Most concrete projects are created in the designer’s mind and fleshed out in detail on paper before any construction begins. This one began with the owner’s idea, which he and the mason began to execute intuitively in a hands-on manner with very little advance planning. The result is a design that both met the owner’s intended goals and surpassed his expectations.
The original objective was to build a tri-level patio in the space between the house and the machine shop. It turned out that one of the levels would have been too small to be practical, so the upper two levels were combined into one for more usable space.
The design developed organically as the mason worked with the physical environment of the space. The patio was extended further to the north than originally intended, and a retaining wall added in the northeast corner to make better use of the space and avoid the trip hazard that a step down might have caused. The spontaneous decision to add an outdoor fireplace also resulted in an expansion of the lower patio level.
The lower patio took on a flowing, organic shape in response to the contour of the site. The curving edges lend the project a natural look, which fits in well with the existing rock retaining wall and the wooded setting. While the fireplace and upper patio feature primarily straight lines, the curved steps down and the contrasting-colored, 25 ft. straight path from the upper level across to the other end of the lower level help to unify the two areas. The path was originally intended to be curved, but in addition to balancing the design, keeping it straight resulted in a more logical division of the patio, allowing ample room for patio furniture on either side.
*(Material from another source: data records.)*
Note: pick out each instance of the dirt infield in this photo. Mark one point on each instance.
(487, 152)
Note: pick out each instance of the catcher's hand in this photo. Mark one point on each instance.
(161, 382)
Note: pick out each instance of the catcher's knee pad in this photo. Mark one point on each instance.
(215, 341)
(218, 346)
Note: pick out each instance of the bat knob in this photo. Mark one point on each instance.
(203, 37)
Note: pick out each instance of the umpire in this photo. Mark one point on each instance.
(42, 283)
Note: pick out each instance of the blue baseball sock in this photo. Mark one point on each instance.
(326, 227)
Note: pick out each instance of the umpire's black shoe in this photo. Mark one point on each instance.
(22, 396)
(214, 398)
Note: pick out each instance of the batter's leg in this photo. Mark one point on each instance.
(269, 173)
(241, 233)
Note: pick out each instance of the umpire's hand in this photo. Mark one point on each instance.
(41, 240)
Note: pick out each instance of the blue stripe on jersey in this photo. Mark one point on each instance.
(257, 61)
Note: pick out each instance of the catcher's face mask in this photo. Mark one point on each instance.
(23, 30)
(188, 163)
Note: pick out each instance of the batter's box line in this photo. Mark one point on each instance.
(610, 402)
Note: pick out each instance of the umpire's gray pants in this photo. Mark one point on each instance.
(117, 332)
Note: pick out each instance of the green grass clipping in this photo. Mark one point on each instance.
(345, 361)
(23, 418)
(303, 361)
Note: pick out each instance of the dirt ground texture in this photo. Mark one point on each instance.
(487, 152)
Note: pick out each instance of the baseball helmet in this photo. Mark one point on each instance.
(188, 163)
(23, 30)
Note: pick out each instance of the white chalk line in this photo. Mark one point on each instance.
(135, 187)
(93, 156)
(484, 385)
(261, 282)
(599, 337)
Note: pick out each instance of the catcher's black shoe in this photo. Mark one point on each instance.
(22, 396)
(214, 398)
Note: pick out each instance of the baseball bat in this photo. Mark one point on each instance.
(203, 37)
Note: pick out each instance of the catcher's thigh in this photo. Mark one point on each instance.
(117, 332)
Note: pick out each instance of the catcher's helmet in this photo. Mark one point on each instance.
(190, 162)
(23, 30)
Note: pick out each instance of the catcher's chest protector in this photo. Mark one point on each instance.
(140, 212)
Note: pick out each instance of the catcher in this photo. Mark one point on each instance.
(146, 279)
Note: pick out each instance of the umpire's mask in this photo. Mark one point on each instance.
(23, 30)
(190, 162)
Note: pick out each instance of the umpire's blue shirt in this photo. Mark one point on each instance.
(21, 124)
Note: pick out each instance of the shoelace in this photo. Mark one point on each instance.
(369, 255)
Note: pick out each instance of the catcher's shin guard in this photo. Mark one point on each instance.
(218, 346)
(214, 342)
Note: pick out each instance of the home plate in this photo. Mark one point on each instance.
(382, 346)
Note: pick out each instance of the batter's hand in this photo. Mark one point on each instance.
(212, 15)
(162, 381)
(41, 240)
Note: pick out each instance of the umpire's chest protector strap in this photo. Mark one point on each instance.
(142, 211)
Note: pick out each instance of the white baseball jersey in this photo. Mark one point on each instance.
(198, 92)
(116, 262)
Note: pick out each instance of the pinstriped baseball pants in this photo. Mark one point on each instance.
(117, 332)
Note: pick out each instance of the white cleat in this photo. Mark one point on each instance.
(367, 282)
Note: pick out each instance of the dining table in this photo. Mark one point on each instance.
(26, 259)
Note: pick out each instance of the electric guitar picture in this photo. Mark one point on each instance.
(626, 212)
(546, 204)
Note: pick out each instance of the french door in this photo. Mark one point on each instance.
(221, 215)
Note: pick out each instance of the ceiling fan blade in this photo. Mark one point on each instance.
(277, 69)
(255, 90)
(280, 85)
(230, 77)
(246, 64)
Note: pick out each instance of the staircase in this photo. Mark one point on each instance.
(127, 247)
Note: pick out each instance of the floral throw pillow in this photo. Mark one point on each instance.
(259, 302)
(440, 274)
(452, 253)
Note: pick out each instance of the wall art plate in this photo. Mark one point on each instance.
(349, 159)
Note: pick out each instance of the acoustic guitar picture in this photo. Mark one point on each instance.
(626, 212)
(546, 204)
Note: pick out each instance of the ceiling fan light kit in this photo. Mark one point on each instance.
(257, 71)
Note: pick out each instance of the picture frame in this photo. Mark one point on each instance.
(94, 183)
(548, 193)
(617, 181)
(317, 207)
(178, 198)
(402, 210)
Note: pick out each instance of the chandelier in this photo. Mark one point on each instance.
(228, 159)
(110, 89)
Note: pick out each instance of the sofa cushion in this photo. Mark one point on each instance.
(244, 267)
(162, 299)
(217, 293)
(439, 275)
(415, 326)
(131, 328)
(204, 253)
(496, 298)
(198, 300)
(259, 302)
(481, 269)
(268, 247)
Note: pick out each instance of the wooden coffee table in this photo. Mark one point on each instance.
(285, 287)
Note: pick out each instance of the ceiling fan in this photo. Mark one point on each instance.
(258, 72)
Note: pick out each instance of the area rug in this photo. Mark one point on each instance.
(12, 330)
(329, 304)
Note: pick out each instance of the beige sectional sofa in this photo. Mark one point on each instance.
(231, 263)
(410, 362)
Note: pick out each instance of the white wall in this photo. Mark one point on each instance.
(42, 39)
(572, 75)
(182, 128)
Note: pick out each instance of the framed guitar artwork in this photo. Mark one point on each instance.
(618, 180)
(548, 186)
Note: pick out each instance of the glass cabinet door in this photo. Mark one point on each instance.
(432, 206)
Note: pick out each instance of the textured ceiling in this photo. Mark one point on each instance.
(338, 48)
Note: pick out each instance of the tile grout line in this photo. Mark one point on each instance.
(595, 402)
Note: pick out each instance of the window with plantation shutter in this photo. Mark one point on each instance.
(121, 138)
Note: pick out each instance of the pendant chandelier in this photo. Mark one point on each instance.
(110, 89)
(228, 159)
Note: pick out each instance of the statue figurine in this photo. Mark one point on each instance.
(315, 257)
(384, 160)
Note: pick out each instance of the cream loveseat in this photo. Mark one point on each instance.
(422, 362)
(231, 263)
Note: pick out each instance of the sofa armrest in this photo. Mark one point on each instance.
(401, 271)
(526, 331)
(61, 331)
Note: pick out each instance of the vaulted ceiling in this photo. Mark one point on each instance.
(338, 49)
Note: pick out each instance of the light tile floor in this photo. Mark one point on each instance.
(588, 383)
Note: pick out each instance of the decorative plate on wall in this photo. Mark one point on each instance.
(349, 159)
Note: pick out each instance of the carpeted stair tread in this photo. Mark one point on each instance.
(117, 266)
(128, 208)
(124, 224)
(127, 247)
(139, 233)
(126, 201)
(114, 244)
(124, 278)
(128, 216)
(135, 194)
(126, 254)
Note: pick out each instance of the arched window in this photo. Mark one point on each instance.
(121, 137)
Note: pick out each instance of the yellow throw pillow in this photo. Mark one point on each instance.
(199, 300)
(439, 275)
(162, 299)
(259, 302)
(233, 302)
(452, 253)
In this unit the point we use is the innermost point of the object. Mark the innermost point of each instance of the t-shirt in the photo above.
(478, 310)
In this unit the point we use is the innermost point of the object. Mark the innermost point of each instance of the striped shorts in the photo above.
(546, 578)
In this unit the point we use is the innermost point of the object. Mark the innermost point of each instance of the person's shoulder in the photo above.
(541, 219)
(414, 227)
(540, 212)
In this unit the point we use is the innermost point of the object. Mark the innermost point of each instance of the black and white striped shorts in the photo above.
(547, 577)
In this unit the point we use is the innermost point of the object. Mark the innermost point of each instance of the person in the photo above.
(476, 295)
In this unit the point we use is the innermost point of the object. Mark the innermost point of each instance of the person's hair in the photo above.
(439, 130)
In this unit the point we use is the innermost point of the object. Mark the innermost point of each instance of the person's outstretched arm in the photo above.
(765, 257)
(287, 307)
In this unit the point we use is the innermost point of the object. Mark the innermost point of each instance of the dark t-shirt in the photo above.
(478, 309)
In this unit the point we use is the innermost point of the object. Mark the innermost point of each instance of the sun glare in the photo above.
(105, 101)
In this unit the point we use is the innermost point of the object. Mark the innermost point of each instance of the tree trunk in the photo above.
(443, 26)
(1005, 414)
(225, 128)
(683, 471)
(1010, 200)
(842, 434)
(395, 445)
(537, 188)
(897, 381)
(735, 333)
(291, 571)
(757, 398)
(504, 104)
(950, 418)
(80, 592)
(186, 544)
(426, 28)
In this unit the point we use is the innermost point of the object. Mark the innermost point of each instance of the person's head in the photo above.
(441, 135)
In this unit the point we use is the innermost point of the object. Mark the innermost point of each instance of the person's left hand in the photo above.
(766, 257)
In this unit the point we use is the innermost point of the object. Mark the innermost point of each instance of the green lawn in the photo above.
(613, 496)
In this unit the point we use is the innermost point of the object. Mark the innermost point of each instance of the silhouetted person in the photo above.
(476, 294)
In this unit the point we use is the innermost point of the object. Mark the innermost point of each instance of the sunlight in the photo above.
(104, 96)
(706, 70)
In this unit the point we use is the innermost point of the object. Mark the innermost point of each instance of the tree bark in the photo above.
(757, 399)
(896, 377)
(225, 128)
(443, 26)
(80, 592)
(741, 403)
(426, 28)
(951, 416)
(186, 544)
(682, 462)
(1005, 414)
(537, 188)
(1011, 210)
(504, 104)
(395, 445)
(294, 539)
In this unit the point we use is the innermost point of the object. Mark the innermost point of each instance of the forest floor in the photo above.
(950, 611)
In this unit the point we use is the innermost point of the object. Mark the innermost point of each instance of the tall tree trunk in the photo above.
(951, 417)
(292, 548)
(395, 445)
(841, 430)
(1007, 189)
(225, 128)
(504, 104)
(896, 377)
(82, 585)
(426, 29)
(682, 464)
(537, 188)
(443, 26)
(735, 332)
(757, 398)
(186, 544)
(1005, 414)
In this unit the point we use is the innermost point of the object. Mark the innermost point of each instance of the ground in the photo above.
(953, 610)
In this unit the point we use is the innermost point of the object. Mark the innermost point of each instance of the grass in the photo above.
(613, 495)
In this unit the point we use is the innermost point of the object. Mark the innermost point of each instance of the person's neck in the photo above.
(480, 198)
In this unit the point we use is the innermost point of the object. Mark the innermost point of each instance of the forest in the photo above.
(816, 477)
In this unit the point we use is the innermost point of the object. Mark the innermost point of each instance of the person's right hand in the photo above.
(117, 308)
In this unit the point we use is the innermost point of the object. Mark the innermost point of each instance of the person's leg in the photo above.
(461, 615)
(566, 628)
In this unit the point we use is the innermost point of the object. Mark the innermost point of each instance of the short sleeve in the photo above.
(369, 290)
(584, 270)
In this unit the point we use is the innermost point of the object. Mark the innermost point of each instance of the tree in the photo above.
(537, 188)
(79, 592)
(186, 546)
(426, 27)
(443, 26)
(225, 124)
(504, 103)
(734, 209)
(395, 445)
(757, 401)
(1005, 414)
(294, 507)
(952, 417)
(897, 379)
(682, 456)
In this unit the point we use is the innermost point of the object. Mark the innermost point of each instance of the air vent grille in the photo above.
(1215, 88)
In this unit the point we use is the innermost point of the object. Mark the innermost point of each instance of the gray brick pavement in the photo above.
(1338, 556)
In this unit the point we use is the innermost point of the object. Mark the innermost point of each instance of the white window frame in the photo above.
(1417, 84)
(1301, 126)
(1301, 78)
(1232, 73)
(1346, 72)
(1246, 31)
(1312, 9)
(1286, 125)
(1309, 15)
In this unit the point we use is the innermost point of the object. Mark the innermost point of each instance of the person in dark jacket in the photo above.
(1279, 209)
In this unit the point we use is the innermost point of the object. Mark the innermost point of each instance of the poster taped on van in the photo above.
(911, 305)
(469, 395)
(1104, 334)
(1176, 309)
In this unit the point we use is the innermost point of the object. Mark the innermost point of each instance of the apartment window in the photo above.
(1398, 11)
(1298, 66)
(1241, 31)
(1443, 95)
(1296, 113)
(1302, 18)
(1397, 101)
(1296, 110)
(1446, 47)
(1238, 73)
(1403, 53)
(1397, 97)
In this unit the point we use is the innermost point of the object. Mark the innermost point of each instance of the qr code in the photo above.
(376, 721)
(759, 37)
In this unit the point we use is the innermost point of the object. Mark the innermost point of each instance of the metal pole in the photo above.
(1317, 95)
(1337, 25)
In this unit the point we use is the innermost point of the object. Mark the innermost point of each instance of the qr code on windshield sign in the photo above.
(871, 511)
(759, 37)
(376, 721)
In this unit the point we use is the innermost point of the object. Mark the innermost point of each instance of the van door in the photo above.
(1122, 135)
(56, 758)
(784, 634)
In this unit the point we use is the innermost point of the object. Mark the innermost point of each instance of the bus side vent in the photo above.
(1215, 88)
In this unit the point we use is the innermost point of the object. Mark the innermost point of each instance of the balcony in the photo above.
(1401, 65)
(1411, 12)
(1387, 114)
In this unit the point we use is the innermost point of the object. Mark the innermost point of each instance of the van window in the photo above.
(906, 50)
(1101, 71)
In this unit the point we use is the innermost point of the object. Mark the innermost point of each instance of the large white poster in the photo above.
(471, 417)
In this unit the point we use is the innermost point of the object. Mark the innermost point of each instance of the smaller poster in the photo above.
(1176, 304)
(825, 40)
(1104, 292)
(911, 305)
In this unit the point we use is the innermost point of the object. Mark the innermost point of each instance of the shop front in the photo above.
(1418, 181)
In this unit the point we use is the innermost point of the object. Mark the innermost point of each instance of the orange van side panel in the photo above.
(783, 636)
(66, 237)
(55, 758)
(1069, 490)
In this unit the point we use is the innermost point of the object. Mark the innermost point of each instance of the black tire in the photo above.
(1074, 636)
The mason chose a decorative slate stamp that extends the natural appearance to the concrete’s surface. It also complements the rock retaining wall. The stamp was chosen for aesthetic reasons, but it also offered a side benefit of time savings. Because it was a random pattern, no lines had to be matched up. This saved about two hours on the job. This was important because while the project was begun in August, 2013, by the time the last pours were finished it was October and pushing into cold weather. The project took about six weeks to complete.
The colors were chosen carefully to complement the home and the other hardscape elements of the project. Once the block for the pillars and retaining walls was chosen, a brownish tan integral color was chosen for the slab. A charcoal gray powder release augmented with randomly scattered handfuls of buff-colored release resulted in a beautifully marbled surface. The charcoal gray color coordinates well with the block, and also picks up the blue of the house. The contrasting pathway was done in the buff colored release only, scrubbed lightly with mild detergent and a wide, soft brush. A glossy, bright cure sealer was applied to hold the color and provide a surface sheen.
Because the patio sits tightly between the home and the existing retaining wall, space was limited on the site. The contractor had to work carefully to avoid damaging already installed portions of the project. At times he had to truck materials in manually where vehicle access was impossible.
A total of 27 yards of 4000 PSI, air entrained, normal and stamped ready mix was used to pour this 1,500 sq. ft. project. The homeowner reports being very pleased with the installation.